2025 : Un jalon symbolique pour une mission commerciale ambitieuse
Les échanges ne resteront pas lettre morte. Un calendrier précis a été établi, avec en première étape l’organisation d’une mission commerciale béninoise à Saint-Pétersbourg. Cet événement s’inscrira dans une dimension historique, coïncidant avec le 65e anniversaire des relations diplomatiques entre la Russie et le Bénin. L’enjeu ? Transformer les discussions en engagements concrets, avec des contrats et des projets communs bénéficiant aux deux parties. Une occasion de tisser un lien économique inédit entre l’Europe de l’Est et le golfe de Guinée.
Sécurité maritime : vers une coopération navale renforcée
Si l’économie a dominé les échanges, la coopération bilatérale s’étend aussi au domaine sécuritaire. En mai, une délégation du ministère russe de la Défense s’est entretenue avec l’état-major de la Marine béninoise. L’objectif ? Explorer la possibilité de mener des exercices communs. Dans une zone où la piraterie maritime menace la stabilité du golfe de Guinée, le Bénin cherche à renforcer ses capacités navales pour sécuriser ses routes commerciales et protéger ses eaux territoriales.
Un équilibre géopolitique maîtrisé : le Bénin, entre Moscou et l’Occident
Cette ouverture vers la Russie ne doit pas être interprétée comme un revirement stratégique ou un rejet des partenaires traditionnels du Bénin. Au contraire, Porto-Novo incarne une diplomatie du multi-alignement, refusant toute logique de bloc. Le pays maintient et approfondit activement ses liens avec l’Union européenne, les États-Unis et la France, considérés comme des piliers incontournables de son développement et de sa stabilité.

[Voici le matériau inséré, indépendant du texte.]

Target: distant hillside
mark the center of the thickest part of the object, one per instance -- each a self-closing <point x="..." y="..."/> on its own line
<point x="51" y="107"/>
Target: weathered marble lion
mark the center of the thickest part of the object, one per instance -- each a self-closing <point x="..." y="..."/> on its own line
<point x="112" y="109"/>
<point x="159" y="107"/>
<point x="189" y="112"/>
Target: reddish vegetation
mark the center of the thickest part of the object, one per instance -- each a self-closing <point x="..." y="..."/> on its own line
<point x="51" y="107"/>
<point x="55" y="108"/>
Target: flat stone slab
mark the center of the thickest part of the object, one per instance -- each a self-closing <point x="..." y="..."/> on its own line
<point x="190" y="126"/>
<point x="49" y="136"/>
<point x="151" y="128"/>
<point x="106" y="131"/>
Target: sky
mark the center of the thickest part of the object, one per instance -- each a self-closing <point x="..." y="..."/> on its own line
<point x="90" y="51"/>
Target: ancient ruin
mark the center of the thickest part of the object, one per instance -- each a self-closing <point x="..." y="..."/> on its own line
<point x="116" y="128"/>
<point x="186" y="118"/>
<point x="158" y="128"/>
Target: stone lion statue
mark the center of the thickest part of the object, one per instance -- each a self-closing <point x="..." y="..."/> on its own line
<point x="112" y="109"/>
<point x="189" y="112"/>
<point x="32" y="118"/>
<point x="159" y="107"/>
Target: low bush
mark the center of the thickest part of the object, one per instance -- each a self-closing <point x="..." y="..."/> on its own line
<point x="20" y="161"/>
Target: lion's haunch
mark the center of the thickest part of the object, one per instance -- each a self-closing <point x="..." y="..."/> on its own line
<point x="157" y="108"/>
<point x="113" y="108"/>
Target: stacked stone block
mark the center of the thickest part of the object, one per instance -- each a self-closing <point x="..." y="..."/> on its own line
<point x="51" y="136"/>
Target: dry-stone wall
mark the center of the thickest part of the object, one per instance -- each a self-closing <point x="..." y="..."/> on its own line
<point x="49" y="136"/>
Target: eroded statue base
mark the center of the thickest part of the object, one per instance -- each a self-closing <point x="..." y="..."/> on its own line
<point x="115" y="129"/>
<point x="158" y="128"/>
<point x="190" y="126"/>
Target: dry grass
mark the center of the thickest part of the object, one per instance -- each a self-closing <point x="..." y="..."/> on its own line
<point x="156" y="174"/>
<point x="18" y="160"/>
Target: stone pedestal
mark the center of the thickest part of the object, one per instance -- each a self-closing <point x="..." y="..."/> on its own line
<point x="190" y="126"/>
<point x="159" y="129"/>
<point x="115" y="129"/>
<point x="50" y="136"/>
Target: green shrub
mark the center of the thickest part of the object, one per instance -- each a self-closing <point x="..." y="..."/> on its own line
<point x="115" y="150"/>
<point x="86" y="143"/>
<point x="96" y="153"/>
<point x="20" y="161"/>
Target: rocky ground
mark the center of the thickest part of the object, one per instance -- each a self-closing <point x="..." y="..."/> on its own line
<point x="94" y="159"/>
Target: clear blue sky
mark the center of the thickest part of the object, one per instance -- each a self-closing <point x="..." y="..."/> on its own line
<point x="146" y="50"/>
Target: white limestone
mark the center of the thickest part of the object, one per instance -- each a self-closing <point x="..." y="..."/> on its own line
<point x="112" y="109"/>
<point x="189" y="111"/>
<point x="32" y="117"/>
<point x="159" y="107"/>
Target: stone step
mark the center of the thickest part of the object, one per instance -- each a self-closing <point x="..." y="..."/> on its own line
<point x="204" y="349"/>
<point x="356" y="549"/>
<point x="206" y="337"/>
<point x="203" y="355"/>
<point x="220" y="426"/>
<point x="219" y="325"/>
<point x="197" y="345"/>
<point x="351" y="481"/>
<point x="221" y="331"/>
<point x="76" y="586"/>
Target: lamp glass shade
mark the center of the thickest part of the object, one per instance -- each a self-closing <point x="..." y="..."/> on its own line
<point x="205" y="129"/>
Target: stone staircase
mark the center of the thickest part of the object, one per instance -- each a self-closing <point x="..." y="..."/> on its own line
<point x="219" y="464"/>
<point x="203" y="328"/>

Sur le plan économique, les États-Unis jouent un rôle clé via des programmes comme le Millennium Challenge Corporation, qui injecte des centaines de millions de dollars dans l’électrification du Bénin. L’AGOA, accord commercial avec Washington, facilite également les exportations béninoises vers le marché américain. Quant à l’Union européenne et à la France, elles restent les principaux bailleurs de fonds et partenaires commerciaux du pays. Leur soutien couvre des domaines variés, de la logistique aux infrastructures, en passant par la sécurité face aux menaces jihadistes dans le nord du territoire.
Cette stratégie de diversification n’est pas une substitution, mais une complémentarité. En s’ouvrant aux opportunités russes, le Bénin défend ses intérêts souverains tout en réaffirmant son ancrage au sein des démocraties occidentales. L’entretien entre Grigoriev et Okounlola Biaou illustre cette volonté de réactiver et d’enrichir l’axe Moscou-Porto-Novo. À travers des projets concrets en énergie, agriculture ou défense, la Russie trouve au Bénin un partenaire réceptif. Cependant, cette initiative révèle surtout la maturité de la diplomatie béninoise : un pays qui, sans renoncer à ses alliances traditionnelles, se positionne comme un hub attractif pour toutes les puissances prêtes à contribuer à son essor. L’année 2025 et la mission commerciale prévue à Saint-Pétersbourg permettront d’évaluer concrètement l’impact de ces nouvelles dynamiques.